The court then invited argument, after which it continued to explain its point of view. It stated that factors referred to by defense counsel like defendant's mental health problems and 1999 head injury were mitigating factors. However, they also indicated defendant could not volitionally control his behavior, which was "actually just more of a concern . . . in terms of what the Court has to do. [¶] I'm trying to protect the community if the things that give him the propensity for this kind of conduct are beyond his control, that's a red flag." The court understood defendant had sincere remorse for what had happened, but said "remorse alone isn't enough to protect society, especially when you've got long-standing mental health issues, long-standing substance abuse issues, and then a history of crimes of increasing severity, poor performance on probation." After reviewing the probation department's circumstances in aggravation and mitigation, the court said, "I just think on balance the factors in aggravation outweigh those in mitigation . . . ." It stated it was deviating from the department's recommendations for the reasons it had stated and sentenced defendant to the aggravated term of three years for his conviction; it sentenced him as recommended by the department to one additional year for each other victim enhancement allegation. The court also imposed fines and fees recommended by the department, including "a penal fine of $2,622.60 per Vehicle Code Section 23556[, subdivision] (a)(1)."

Defendant filed a timely notice of appeal.

DISCUSSION

I.

The Trial Court Did Not Abuse Its Discretion

in Imposing the Upper Term Sentence.

Defendant first argues the trial court abused its discretion when it imposed the upper term sentence of three years for his drunk driving conviction, contrary to the probation department's recommendation that it impose the middle term of two years. This claim lacks merit.

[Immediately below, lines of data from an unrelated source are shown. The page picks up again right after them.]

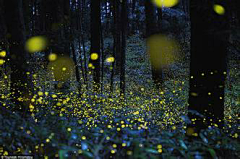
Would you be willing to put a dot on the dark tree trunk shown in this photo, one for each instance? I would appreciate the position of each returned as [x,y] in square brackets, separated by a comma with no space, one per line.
[20,87]
[151,28]
[209,37]
[116,13]
[95,39]
[123,46]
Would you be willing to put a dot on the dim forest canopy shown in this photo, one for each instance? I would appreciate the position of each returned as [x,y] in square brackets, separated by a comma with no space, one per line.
[141,79]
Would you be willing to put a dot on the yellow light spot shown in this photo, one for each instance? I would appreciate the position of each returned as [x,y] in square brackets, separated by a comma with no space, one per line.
[2,61]
[129,152]
[159,146]
[190,131]
[36,44]
[162,50]
[136,113]
[61,64]
[165,3]
[52,57]
[3,53]
[194,94]
[219,9]
[110,59]
[160,150]
[40,93]
[64,69]
[94,56]
[90,65]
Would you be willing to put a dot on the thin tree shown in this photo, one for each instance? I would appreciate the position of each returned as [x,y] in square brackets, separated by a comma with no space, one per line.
[20,87]
[209,37]
[123,46]
[95,39]
[151,28]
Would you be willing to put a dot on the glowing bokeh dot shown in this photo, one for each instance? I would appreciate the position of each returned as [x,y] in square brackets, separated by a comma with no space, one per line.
[90,65]
[3,53]
[94,56]
[219,9]
[110,59]
[52,57]
[36,44]
[2,61]
[165,3]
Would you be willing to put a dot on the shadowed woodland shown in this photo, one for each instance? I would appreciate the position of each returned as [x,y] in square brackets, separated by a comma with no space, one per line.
[120,79]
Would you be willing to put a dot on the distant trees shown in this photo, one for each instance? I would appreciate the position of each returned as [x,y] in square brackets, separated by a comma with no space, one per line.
[209,36]
[151,29]
[123,45]
[20,86]
[95,39]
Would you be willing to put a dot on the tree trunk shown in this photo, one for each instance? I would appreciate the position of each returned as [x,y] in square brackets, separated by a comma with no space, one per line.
[123,46]
[20,87]
[209,37]
[150,30]
[95,39]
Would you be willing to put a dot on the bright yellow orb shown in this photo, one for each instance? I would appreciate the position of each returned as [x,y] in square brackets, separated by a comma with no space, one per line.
[64,69]
[2,61]
[165,3]
[94,56]
[60,66]
[36,44]
[110,59]
[52,57]
[90,65]
[219,9]
[3,53]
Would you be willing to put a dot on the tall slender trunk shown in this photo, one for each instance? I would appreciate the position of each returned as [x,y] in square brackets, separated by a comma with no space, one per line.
[209,38]
[150,30]
[20,86]
[95,39]
[123,46]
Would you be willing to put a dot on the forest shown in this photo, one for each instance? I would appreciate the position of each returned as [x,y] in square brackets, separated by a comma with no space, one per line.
[141,79]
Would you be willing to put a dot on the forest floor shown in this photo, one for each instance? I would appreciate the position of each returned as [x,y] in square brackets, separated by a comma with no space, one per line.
[146,124]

Trial courts have broad discretion to select a sentence within the statutory range pursuant to Penal Code section 1170. (People v. Wilson (2008) 164 Cal.App.4th 988, 992 (Wilson).) " '[J]udicial discretion . . . means the exercise of discriminating judgment within the bounds of reason. To exercise judicial discretion, a court must know and consider all material facts and all legal principles essential to an informed, intelligent and just decision.' " (People v. Muldrow (1988) 202 Cal.App.3d 636, 643-644.)

All statutory references herein are to the Penal Code unless otherwise stated.

"The trial court's sentencing discretion must be exercised in a manner that is not arbitrary and capricious, that is consistent with the letter and spirit of the law, and that is based upon an " 'individualized consideration of the offense, the offender, and the public interest.' " (People v. Sandoval (2007) 41 Cal.4th 825, 847, quoting People v. Superior Court (Alvarez) (1997) 14 Cal.4th 968, 978.) In applying this standard, it is not our role to substitute our reasons for those omitted or misapplied by the trial court, nor to reweigh valid factors bearing on the decision below. (People v. Scott (1994) 9 Cal.4th 331, 355.)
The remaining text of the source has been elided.